About BMC 277: Media and Diversity

This course asks students to critically examine the role of the media in facilitating and challenging the social constructions of race, class, gender, and sexual orientation in U.S. culture.

Wednesday, December 9, 2009

Television’s Newest Gay Stereotype on Glee

By Markanne Benich

Television shows have come a long way over the past decade in regards to representing gays and lesbians. Since the 1990s, with the coming out episode of Ellen, gays and lesbians are no longer invisible. It is now easy to tell when someone is gay or lesbian on a television show. In this paper I will look at a fairly new televisions series, Glee, and one of its main characters, Kurt. Kurt is gay and loves singing, dancing, and fashion. While it is refreshing to see a gay main character, he is still stereotyped; he is, in fact a caricature, of a gay man who is a hyper-feminine consumer.

Gay man as consumer of fashion
On a recent episode of Glee he is asked to give Rachel, another member of glee club, a makeover. He does this at first just because “makeovers are like crack” to him, as he states on the show. He sees that Rachel is in desperate need of fashion advice. He then finds out that she wants to look better in order to impress a boy at school. Kurt is there for her heterosexual desires. By getting a makeover, Rachel hopes to get the attention from Finn, who is also a member of glee club. Kurt, however, has not yet had a love interest on the show and is desexualized. While other characters have relationships on the show, he is disregarded when it comes to relationships. His main focuses are on glee club and fashion.

Queer Eye for the Straight Guy is similar because each of the men on the show have a particular area of expertise such as fashion or interior design, while Kurt seems to be well-rounded in some of the topics on Queer Eye. In the same scene that Kurt gives Rachel a makeover, he makes a comment about the way her room is decorated, hinting at the fact he likes interior design as well as fashion.

Gay man as hyper-feminine

In another episode Kurt learned and performed Beyonce’s “Single Ladies”. He then taught it to the football team and performed it in order to get himself ready for the field goal kick that makes them the winning team.

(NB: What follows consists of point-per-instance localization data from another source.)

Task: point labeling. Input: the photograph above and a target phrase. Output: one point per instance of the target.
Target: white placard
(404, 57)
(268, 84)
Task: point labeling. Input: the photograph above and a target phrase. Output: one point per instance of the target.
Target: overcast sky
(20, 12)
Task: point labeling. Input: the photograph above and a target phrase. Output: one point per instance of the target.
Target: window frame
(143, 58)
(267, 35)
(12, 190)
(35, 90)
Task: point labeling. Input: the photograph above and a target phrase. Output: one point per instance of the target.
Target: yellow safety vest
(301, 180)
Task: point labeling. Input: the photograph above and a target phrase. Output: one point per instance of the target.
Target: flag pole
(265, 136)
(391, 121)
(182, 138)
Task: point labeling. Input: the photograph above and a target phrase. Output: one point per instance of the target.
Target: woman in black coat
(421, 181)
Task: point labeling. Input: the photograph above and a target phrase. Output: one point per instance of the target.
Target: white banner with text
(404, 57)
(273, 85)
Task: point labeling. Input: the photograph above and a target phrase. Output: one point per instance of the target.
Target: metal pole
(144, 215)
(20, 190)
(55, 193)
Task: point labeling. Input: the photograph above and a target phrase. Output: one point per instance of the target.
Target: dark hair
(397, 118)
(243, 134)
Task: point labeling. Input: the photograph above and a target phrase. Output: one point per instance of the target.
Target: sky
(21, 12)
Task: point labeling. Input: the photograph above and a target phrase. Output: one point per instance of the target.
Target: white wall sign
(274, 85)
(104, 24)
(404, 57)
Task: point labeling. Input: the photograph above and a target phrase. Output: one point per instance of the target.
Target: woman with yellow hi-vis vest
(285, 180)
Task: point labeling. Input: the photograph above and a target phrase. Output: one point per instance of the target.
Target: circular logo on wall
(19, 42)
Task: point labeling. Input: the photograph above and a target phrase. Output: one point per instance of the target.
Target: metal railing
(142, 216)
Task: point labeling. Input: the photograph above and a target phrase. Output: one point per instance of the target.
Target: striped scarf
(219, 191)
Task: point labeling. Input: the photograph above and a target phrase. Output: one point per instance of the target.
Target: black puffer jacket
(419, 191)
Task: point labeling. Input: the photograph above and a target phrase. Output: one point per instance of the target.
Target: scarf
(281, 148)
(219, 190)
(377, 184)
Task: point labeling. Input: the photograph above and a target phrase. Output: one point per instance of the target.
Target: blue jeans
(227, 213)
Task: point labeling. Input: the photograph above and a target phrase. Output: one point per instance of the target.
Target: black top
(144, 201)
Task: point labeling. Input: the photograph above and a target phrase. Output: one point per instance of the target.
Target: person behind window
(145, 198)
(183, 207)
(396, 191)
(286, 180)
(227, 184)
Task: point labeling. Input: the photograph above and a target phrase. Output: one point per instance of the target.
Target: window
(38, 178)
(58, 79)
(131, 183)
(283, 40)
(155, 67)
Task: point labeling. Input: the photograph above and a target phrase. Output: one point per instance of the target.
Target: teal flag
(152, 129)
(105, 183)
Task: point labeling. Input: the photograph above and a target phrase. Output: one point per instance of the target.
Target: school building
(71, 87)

All of the other guys in glee club are straight and masculine (two members are on the football team) while Kurt, the only gay person in the club, is coded as highly feminine and flamboyant. There is no doubt that Kurt, played by Chris Colfer, is a popular character, but it may be hard to relate to him because he is so one dimensional. He was given a somewhat more serious storyline on one episode.

In this particular episode Kurt came out to his father and the audience was able to sympathize with Kurt and see that he was struggling with telling his father. However, it was more or less turned into a joke because when he told his father, his father told him that he knew he was gay since he was about three years old and wanted a pair of “sensible heels for Christmas”. Since this episode, there have been few serious moments. Even when they are somewhat more serious, there is still a joke wedged into the scene for comic relief.

While this was a more serious episode, the issue seems to be forgotten about for the most part. The issue is also depoliticized because the conflict is taken out. While gays and lesbians are more accepted in society, some still disagree. While it is refreshing that gay characters like Kurt have become more visible on broadcast television, the characters are too often portrayed as non-threatening comic relief side-kicks to the “more important” heterosexual characters. Unless television moves beyond these roles, it is likely gays and lesbians will continue to be marginalized.

Works Cited

“Glee-Teaser: Single Ladies.” Youtube-Broadcast Yourself.. N.p., 22 Sept. 2009. Web. 9 Dec. 2009.

Murphy, R. (2009). Preggers. In R. Murphy, Glee. Hollywood: Fox.

Murphy, R. (2009). Hairography. In R. Murphy, Glee. Hollywood: Fox.

Stempel, L. (2009). Queer life for the straight eye: Television‘s commodification of queerness. Race/Gender/Media: Considering Diversity Across Audiences, Content, and Producers, 2.